The gut microbiota has been identified as a target of toxic metals and a potentially crucial mediator of the bioavailability and toxicity of these metals. In this study, we show that aluminum (Al) exposure, even at low dose, affected the growth of representative strains from the human intestine via pure culture experiments. In vitro, Lactobacillus plantarum CCFM639 could bind Al on its cell surface as shown by electron microscopy and energy dispersive X-ray analysis. The potential of L. plantarum CCFM639 to reverse changes in human intestine microbiota induced by low-dose dietary Al exposure was investigated using an in vitro colonic fermentation model. Batch fermenters were inoculated with fresh stool samples from healthy adult donors and supplemented with 86 mg/L Al and/or 10⁹ CFU of L. plantarum CCFM639. Al exposure significantly increased the relative abundances of Bacteroidetes (Prevotella), Proteobacteria (Escherichia), Actinobacteria (Collinsella), Euryarchaeota (Methanobrevibacter), and Verrucomicrobiaceae and decreased Firmicutes (Streptococcus, Roseburia, Ruminococcus, Dialister, Coprobacillus). Some changes were reversed by the inclusion of L. plantarum CCFM639. Alterations in gut microbiota induced by Al and L. plantarum CCFM639 inevitably led to changes in metabolite levels.

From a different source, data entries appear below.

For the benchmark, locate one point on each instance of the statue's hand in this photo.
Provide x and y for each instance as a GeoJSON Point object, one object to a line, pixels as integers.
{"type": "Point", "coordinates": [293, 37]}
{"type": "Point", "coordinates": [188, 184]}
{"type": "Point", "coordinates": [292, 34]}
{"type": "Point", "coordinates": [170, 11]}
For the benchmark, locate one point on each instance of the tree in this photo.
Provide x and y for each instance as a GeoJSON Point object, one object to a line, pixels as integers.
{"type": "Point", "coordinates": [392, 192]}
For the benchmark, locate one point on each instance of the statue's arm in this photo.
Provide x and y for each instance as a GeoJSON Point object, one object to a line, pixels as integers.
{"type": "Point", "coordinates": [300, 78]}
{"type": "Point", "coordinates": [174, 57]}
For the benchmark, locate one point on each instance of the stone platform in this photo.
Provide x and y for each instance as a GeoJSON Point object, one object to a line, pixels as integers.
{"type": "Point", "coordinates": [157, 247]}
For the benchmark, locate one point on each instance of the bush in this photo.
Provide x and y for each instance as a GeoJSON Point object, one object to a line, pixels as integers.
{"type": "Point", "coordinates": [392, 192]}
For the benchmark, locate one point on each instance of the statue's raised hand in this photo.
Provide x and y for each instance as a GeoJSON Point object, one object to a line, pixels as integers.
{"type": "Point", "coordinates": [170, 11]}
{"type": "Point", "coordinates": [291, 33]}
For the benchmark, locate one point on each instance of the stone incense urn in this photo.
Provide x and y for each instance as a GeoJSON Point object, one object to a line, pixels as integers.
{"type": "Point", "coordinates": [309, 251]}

The short-chain fatty acid (SCFAs) contents were reduced after Al exposure, but L. plantarum CCFM639 could elevate their levels. SCFAs had positive correlations with beneficial bacteria, such as Dialister, Streptococcus, Roseburia, and negative correlations with Erwinia, Escherichia, and Serratia. Therefore, dietary Al exposure altered the composition and structure of the human gut microbiota, and this was partially mitigated by L. plantarum CCFM639. This probiotic supplementation is potentially a promising and safe approach to alleviate the harmful effects of dietary Al exposure.

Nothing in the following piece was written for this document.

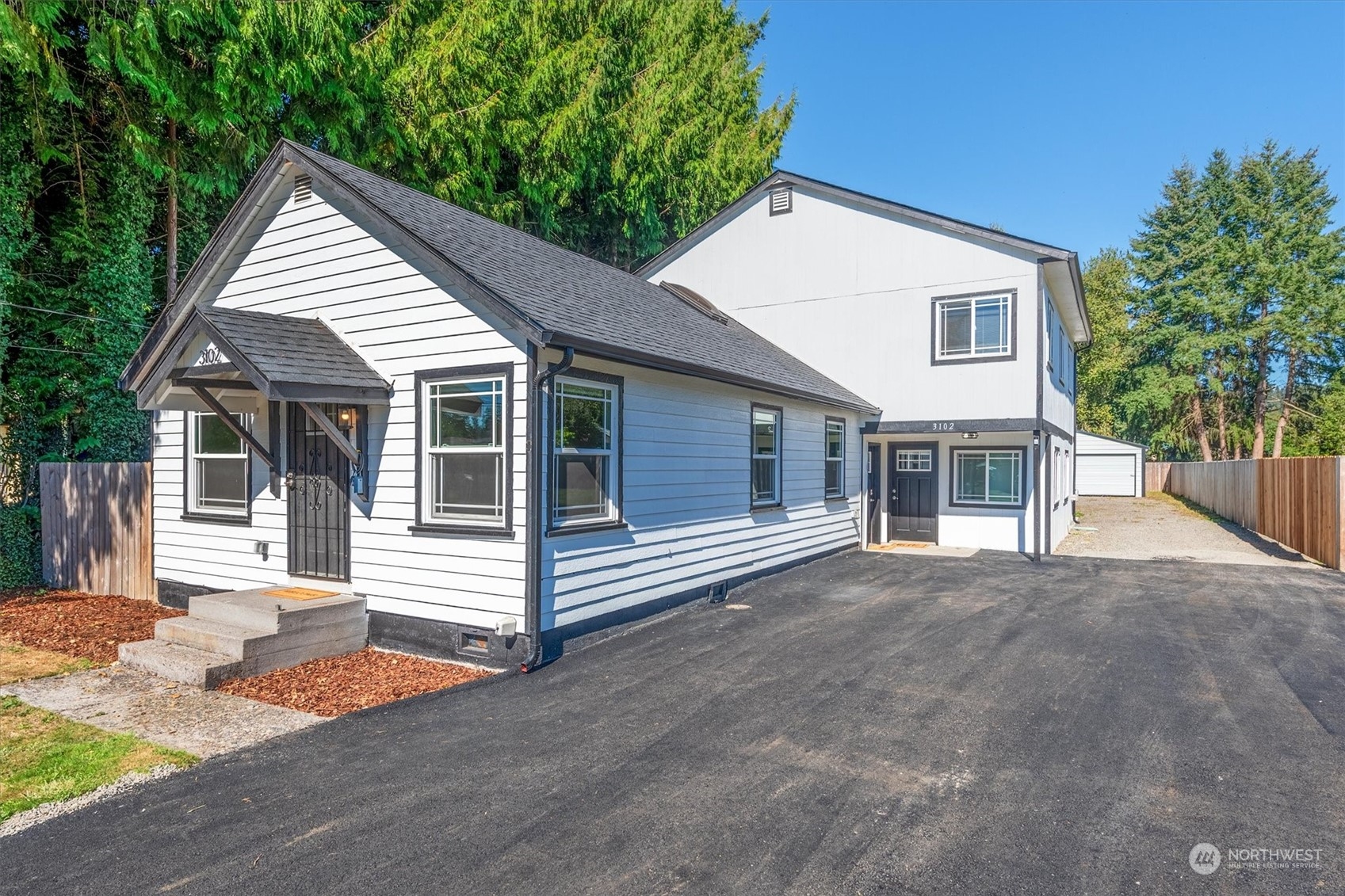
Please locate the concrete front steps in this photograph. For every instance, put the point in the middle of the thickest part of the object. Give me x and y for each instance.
(239, 634)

肠道微生物群已被确定为有毒金属的目标，也是这些金属生物利用度和毒性的潜在关键介质。在这项研究中，我们通过纯培养实验表明，即使在低剂量下，铝 (Al) 暴露也会影响来自人类肠道的代表性菌株的生长。在体外，如电子显微镜和能量色散 X 射线分析所示，植物乳杆菌CCFM639 可以在其细胞表面结合 Al。使用体外结肠发酵模型研究了植物乳杆菌CCFM639 逆转由低剂量膳食铝暴露引起的人类肠道微生物群变化的潜力。用来自健康成人捐赠者的新鲜粪便样本接种分批发酵罐，并补充 86 mg/L Al 和/或 10⁹  CFU 的植物乳杆菌CCFM639。人曝光显著增加拟杆菌（的相对丰度普雷沃），变形菌（大肠杆菌），放线菌（柯林斯），广古菌门（甲烷短），和Verrucomicrobiaceae和降低厚壁菌门（链球菌，罗斯氏，瘤胃球菌属，Dialister，Coprobacillus）。加入植物乳杆菌CCFM639逆转了一些变化。铝和植物乳杆菌引起的肠道微生物群的改变CCFM639 不可避免地导致代谢物水平的变化。短链脂肪酸 (SCFA) 含量在铝暴露后降低，但植物乳杆菌CCFM639 可以提高其含量。SCFAs与Dialister、链球菌、Roseburia等有益菌呈正相关，与欧文氏菌、埃希氏菌、沙雷氏菌呈负相关。因此，膳食铝暴露改变了人类肠道微生物群的组成和结构，而植物乳杆菌可以部分缓解这种情况CCFM639。这种益生菌补充剂可能是一种有前景且安全的方法，可以减轻膳食铝暴露的有害影响。